İçerisi pırıl pırıl ışıyordu.
Çam kenarındaki masanın altında üst üste çıplak iki bacak gördü,Bekir.
İçkisini yudumlayan kadın,bacaklarına bakıldığını görünce biraz daha araladı onları.
Süt gibi iki bacağın arasından kırmızı don gülümsedi Bekir’e.
Bir kez daha geriye dönüp,ağır ağır geçti pencerenin önünden.
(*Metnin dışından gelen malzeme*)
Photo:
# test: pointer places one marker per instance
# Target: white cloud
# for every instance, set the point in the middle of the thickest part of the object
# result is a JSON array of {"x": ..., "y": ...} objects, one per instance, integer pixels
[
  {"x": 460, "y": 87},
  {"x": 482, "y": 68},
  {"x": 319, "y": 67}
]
İmrenerek baktı kabaran delikanlılığıyla.
Belleğine kazıdı gördüklerini.
Kentin tüm bıçak bileyicileri,biledikleri bıçaklarla işlenen günahlardan habersiz
uykuya yattılar...
Devaimisk badem ezmesini kutulayıp özenle vitrinine dizmiş lokumcunun,Ayvazoğlu
Sinemasının önünden Alipaşa Çarşısı’nın kapısına geldi.
Kapalı çarşı,boydan boya sıralanmış dükkânların,bir bir kapanmasıyla eksiliyordu.
Tüm gün güzel şeyler yapmış insanların mutlu yüzleriyle aydınlanıyordu çevre.
Saraçlar Caddesi’nin başladığı köşedeki Arnavut çerezciden, yüz gram tuzlu leblebi aldı.
Sıcacık.
Cebine koyduğu leblebileri avuçladı.
Parmakları ısındı.
Atatürk heykelinin önünden yürürdü.
Gideceği yere bir an önce varmak istiyordu.
İçinde bir umut vardı hep.
Kurduğu gelecek düşleri,sığınak oluyordu kimsesizliğine.
Meyve sabunları yapan amca gözlüklerini burnuna indirmiş,yeni meyveler yapıyordu,
sabunları yılların ustalığıyla şekillendirerek.
Araladığı kapıdan, sabun kokusu yayılıyordu.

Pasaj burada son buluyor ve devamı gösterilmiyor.